The War That Failed to End
In Ukraine, the history of World War II continues to serve as a battleground of two different versions of its past. The first is represented by proponents of the well-developed Soviet-era myth of the Great Patriotic War, revised after 1991 to restore the original centerpiece of that myth—the image of Joseph Stalin as victor.

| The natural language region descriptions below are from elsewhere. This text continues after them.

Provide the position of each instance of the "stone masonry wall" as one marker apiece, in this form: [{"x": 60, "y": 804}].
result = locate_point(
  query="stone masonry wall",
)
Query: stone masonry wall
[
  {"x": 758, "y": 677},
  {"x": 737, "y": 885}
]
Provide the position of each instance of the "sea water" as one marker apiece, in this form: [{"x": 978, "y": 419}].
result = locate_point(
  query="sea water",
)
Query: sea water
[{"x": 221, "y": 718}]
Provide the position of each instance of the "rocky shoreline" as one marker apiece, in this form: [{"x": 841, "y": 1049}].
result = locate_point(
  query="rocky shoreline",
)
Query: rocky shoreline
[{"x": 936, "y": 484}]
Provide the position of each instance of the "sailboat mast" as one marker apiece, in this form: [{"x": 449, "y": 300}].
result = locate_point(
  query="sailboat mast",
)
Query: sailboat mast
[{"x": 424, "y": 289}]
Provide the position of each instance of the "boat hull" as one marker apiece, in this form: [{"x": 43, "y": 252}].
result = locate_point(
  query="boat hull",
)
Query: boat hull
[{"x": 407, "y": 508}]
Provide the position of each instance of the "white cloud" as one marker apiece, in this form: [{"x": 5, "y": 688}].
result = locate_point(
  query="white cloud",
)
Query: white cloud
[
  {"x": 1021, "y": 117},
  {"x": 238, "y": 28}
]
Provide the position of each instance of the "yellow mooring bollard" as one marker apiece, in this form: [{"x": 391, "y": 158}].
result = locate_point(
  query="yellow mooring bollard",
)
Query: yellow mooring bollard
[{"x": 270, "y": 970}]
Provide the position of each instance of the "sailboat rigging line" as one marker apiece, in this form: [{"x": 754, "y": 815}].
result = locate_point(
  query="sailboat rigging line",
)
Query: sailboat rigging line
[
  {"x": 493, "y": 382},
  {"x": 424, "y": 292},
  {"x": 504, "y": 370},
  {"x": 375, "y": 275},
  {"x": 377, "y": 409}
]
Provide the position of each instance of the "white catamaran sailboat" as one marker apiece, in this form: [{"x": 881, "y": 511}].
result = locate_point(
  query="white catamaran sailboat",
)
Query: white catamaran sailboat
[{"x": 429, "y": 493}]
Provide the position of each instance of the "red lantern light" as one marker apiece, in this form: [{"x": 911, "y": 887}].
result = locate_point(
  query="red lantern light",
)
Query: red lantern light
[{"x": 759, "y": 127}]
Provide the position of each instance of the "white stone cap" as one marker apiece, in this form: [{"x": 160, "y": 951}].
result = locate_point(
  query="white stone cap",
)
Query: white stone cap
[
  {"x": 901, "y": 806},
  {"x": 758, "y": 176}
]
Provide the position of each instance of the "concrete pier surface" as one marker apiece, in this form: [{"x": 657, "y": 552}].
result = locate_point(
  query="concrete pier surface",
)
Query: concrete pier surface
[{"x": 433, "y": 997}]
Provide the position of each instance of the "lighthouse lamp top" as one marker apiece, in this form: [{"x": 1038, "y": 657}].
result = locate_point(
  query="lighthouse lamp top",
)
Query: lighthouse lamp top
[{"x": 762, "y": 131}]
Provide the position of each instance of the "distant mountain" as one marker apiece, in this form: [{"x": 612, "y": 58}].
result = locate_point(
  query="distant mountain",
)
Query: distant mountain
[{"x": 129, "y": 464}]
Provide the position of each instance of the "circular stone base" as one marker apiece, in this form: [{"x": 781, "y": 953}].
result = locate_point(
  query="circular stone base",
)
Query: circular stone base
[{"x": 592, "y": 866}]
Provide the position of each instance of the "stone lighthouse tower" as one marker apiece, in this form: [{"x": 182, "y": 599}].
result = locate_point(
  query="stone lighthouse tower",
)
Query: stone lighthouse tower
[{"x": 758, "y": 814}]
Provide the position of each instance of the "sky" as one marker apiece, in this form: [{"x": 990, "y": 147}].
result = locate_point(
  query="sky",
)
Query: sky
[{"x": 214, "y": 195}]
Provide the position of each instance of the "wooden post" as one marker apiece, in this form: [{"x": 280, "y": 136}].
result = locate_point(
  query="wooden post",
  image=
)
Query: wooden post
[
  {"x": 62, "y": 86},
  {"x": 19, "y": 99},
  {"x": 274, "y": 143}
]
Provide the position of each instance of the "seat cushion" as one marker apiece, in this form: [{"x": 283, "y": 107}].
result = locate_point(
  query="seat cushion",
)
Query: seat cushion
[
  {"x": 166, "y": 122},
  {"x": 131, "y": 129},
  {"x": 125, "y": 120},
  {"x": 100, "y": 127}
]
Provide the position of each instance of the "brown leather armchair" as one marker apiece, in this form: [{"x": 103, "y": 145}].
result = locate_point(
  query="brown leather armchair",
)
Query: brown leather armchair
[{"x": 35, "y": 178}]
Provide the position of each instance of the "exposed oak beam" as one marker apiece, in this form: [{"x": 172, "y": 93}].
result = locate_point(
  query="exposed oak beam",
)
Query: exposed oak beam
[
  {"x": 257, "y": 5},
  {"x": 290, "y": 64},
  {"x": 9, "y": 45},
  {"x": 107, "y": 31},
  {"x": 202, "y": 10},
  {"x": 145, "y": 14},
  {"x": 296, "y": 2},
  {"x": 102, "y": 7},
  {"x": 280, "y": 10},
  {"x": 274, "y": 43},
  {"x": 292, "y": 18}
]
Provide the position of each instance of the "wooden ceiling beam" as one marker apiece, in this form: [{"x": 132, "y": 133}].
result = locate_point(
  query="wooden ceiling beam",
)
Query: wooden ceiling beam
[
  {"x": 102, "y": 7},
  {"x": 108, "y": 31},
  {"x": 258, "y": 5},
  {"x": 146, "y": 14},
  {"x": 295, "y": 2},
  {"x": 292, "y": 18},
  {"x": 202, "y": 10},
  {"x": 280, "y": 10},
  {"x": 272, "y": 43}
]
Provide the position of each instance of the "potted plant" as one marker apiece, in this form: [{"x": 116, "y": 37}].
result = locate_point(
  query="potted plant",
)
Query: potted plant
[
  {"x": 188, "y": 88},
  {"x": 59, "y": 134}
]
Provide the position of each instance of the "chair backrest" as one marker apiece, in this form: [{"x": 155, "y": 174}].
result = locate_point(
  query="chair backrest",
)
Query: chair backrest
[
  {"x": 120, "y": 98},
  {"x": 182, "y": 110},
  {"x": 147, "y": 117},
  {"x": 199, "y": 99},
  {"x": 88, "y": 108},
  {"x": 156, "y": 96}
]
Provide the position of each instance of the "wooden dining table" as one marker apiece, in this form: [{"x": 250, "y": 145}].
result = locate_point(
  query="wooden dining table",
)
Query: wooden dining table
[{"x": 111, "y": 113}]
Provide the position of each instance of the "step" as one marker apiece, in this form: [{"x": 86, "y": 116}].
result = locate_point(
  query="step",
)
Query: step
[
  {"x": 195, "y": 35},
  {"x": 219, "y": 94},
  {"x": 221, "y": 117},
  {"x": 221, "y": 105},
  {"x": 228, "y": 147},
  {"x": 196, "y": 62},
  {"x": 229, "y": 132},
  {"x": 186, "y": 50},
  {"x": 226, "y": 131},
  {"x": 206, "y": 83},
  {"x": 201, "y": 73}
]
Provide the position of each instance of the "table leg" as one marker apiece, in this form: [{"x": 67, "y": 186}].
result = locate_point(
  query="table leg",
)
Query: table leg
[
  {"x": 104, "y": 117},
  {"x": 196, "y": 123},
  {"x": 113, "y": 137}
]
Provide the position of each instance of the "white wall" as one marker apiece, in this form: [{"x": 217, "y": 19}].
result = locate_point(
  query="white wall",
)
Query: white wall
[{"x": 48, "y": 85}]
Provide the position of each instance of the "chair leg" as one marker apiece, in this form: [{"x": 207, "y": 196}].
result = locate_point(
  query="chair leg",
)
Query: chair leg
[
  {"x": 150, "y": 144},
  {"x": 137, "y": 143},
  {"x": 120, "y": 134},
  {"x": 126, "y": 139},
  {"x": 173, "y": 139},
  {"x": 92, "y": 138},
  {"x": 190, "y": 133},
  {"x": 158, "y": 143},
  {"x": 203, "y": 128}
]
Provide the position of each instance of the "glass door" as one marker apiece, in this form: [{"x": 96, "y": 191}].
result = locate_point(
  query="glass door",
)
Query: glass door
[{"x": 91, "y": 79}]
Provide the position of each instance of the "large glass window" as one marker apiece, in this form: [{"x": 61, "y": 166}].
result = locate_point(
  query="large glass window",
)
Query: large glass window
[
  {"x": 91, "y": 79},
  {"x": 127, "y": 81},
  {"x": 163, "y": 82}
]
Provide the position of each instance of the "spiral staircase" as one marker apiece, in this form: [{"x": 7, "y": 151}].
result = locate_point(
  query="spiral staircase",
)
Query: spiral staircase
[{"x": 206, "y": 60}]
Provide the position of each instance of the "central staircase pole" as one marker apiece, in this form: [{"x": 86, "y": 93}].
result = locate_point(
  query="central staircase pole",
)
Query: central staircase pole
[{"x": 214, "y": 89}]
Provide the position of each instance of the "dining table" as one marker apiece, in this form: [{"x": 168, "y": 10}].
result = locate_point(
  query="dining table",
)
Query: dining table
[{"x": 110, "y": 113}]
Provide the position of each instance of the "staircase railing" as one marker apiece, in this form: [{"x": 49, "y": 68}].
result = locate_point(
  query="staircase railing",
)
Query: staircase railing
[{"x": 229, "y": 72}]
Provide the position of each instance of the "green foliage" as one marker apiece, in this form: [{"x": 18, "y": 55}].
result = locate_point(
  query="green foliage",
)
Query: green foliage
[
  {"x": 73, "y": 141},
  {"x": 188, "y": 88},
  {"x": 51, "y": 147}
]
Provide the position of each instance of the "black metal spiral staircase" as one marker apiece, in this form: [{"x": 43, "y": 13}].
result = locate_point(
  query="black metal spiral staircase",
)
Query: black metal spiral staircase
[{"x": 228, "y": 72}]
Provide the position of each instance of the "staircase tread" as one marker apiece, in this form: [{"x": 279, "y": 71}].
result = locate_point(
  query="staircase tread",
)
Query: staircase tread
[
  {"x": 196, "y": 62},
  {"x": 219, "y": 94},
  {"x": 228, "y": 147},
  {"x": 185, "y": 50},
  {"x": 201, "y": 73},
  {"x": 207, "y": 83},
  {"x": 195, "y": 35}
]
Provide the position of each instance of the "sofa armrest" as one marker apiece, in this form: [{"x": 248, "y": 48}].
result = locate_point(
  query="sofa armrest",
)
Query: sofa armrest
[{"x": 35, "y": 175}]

The alternative offered to that old myth is the heroic image of the nationalist underground fighting on two fronts, against the Nazis and the Soviets. While World War II mythologies serve as a consolidating factor for all of Ukraine’s neighbors, including Russia, Belarus, and Poland, they continue to divide Ukrainian society along political and geographic lines. The myth of the Great Patriotic War with Stalin at its center unites Ukraine with Russia and Belarus in its memory of World War II. The myth of heroic nationalist resistance against communism brings Ukraine closer to the countries of East-Central Europe.The struggle over the Stalin monument in Zaporizhzhia pitted two diametrically opposed political forces and visions of history, communist and nationalist, against each other, leaving scant middle ground for interpreting the history of World War II in Ukraine on the eve of the Maidan protests of 2013 and Russian aggression and annexation of the Crimea in 2014. As shown by the analysis presented here, the debates over Stalin and Bandera, as well as over the Soviet and nationalist legacies, divided Ukrainian society between two versions of the past. Neither side seemed to realize at the time that both versions were little more than politically constructed myths.